Whole Foods board overhaul fails to satisfy activist Jana: source

NEW YORK (Reuters) - The board overhaul announced by Whole Foods Markets Inc WFM.O on Wednesday has failed to satisfy Jana Partners, according to a person familiar with the matter, signaling that the month-long battle between the organic grocer and activist hedge fund is no nearer to a conclusion.

Jana, which owns 8.3 percent of the company, is worried about the lack of grocery experience among the five new directors the company appointed on Wednesday, the person said, as well as their arrival after, rather than before, the company’s introduction of a new operational plan.

Whole Foods’ new directors include the former chief executive of sports retailer Foot Locker, the former CFO of electronics chain Best Buy and the founder of Panera Bread. The company did not appoint any directors that Jana proposed last month.

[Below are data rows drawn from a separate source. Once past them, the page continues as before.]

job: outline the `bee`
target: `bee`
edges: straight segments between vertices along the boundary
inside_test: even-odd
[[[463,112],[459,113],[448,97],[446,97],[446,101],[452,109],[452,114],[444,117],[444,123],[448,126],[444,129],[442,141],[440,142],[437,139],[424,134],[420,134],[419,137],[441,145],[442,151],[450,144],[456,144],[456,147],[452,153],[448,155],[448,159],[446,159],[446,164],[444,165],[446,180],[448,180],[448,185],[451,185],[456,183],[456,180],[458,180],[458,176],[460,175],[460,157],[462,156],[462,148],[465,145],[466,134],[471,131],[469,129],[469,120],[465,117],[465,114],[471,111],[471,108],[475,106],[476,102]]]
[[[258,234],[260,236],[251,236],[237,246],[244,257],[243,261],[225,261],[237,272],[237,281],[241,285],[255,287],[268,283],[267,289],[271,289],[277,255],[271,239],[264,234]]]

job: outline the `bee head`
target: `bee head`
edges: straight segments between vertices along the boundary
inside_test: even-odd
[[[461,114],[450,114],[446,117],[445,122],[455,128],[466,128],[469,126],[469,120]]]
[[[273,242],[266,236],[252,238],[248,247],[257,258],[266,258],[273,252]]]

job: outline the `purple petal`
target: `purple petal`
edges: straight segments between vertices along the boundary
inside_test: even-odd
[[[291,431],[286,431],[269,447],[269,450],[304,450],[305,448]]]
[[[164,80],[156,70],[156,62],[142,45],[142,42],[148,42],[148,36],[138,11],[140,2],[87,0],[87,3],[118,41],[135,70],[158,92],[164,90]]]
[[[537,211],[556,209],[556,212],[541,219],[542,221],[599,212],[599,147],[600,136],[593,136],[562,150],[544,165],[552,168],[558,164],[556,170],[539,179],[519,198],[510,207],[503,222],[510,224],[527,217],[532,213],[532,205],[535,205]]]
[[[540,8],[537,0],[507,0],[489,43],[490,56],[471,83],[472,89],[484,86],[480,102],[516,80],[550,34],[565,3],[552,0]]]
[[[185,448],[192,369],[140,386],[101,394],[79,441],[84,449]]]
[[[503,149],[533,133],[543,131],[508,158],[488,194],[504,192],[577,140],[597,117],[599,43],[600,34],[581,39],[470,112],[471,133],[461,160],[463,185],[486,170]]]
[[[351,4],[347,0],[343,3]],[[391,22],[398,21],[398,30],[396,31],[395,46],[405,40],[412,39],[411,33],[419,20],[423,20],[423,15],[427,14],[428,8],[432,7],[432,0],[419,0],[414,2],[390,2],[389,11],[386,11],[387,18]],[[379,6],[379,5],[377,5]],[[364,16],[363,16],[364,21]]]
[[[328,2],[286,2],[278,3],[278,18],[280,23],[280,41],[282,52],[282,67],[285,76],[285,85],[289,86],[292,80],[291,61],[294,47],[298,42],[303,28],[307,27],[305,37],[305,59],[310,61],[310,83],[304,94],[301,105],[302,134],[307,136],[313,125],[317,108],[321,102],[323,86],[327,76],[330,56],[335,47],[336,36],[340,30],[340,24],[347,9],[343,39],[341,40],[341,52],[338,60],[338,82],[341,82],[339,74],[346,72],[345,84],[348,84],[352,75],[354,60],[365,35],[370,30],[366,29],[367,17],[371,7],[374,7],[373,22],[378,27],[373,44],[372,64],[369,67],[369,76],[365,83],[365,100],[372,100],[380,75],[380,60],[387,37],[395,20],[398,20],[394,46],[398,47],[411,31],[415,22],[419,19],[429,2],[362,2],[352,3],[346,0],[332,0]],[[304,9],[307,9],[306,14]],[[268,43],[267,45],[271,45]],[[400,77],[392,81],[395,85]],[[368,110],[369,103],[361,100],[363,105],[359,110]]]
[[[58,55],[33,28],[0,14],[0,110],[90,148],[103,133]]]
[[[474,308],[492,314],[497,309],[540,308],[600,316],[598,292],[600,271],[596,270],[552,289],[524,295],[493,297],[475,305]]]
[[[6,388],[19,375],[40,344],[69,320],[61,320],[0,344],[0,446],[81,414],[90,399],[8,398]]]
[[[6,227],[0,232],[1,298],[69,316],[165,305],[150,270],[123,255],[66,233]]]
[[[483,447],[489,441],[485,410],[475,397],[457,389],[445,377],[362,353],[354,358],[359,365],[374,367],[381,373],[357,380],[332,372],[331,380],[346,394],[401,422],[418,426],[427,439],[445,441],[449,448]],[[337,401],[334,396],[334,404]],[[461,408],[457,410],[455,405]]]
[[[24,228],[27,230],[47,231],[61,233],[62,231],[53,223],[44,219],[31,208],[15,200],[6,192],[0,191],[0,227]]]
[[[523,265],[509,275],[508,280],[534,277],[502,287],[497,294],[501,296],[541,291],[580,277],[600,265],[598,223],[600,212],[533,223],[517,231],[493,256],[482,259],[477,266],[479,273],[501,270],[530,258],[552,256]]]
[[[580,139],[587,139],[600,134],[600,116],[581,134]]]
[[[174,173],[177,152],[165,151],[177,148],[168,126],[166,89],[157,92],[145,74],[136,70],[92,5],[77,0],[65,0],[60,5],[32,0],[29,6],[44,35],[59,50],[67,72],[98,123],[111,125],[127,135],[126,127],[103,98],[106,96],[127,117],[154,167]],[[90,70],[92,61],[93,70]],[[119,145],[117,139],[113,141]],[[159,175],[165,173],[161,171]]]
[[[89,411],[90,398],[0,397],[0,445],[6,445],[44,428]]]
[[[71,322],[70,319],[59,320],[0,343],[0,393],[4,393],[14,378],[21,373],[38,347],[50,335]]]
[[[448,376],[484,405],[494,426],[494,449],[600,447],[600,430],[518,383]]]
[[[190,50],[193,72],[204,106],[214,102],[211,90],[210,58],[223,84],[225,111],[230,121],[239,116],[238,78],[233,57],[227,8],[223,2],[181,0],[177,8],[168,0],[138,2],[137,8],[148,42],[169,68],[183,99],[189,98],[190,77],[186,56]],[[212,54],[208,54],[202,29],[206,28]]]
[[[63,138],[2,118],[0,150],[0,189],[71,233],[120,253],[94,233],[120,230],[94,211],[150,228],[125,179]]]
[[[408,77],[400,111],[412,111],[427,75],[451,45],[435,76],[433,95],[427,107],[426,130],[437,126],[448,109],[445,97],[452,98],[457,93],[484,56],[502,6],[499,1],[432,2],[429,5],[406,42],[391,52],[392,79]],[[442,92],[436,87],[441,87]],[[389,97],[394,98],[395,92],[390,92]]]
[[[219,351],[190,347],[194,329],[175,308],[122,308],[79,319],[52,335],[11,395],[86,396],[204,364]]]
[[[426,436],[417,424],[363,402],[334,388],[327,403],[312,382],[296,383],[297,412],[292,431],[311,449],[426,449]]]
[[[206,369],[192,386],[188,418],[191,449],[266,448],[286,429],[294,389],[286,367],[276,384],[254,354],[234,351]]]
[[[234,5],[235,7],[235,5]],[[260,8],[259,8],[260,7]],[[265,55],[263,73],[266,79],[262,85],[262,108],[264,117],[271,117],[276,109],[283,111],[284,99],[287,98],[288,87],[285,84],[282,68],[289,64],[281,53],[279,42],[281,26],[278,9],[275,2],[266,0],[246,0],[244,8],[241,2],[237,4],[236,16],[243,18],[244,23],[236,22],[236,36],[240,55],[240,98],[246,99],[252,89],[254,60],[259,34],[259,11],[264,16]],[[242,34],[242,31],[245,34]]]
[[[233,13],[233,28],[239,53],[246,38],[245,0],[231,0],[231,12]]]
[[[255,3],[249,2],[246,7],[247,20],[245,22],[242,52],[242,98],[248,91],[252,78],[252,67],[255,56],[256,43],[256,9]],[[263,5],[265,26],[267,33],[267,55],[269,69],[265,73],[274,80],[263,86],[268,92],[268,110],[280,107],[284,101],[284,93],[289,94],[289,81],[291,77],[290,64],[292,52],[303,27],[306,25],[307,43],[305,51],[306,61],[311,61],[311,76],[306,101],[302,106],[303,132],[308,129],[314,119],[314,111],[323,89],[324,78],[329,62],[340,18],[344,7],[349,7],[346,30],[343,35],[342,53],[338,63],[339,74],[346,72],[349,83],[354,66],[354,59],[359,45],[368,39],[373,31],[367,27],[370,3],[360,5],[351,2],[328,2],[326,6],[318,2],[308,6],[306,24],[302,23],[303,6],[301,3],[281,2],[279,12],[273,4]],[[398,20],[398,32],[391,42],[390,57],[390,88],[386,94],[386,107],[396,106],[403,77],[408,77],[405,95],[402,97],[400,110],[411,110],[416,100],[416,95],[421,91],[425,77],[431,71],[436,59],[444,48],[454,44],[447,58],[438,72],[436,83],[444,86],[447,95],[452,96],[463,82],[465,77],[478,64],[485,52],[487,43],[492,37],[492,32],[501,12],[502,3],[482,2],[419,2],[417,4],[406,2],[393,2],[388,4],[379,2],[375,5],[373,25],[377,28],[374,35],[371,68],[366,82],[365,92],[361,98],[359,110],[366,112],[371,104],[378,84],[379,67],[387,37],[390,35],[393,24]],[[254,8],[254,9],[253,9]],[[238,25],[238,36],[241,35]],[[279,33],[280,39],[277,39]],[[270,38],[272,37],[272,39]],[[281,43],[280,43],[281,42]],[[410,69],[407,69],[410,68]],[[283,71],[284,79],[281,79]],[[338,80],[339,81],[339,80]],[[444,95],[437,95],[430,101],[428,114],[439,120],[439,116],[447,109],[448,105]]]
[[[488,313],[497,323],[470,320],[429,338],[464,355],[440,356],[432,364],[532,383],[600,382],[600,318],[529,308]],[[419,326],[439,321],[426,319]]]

While the hedge fund appreciates the board overhaul and the operating experience of the new directors, Jana wants more directors on the board with grocery industry experience, like that of current board member, Walter Robb, according to the person familiar with the matter.

Jana declined to comment on the new Whole Foods board and operational plan.

Whole Foods’ new board chair, Gabrielle Sulzberger, praised the operating and retail experience of the new directors during the company’s earnings call on Wednesday. Sulzberger noted that the new board now has four women and nine former CEOs or CFOs.

“These new directors are value creators and recognized leaders in their respective areas of expertise,” Sulzberger said.

Whole Foods shares were up 2.6 percent at $37.21 in afternoon trading.

In an analyst note, Credit Suisse said: “We see the moves as a step in the right direction, but were disappointed by the lack of food retail experience among the new board members.” Credit Suisse rates the stock an outperform.

JPMorgan, which has a neutral weighting on the stock, noted the company’s new set of ambitious goals and said the key will be whether Whole Foods can accomplish them.

“Whole Foods made numerous intelligent moves yesterday – the key now will be execution,” the bank said in a research note.

Corporate battles with activists often end in a settlement, where the company works with the investor to add new blood to the board in exchange for the hedge fund keeping quiet for at least a year.

That was not the case with Whole Foods’ announcement, meaning Jana can still pressure the company openly and can nominate its four previously identified director candidates at next year’s annual meeting.

Whole Foods said on its Wednesday call that it offered to appoint two of Jana’s nominees for the board, but the hedge fund balked at the offer.

“Presumably, one option involves agitating for a sale if the company’s value enhancement plan shows even a hint of sputtering,” said Don Bilson, head of event-driven research at Gordon Haskett.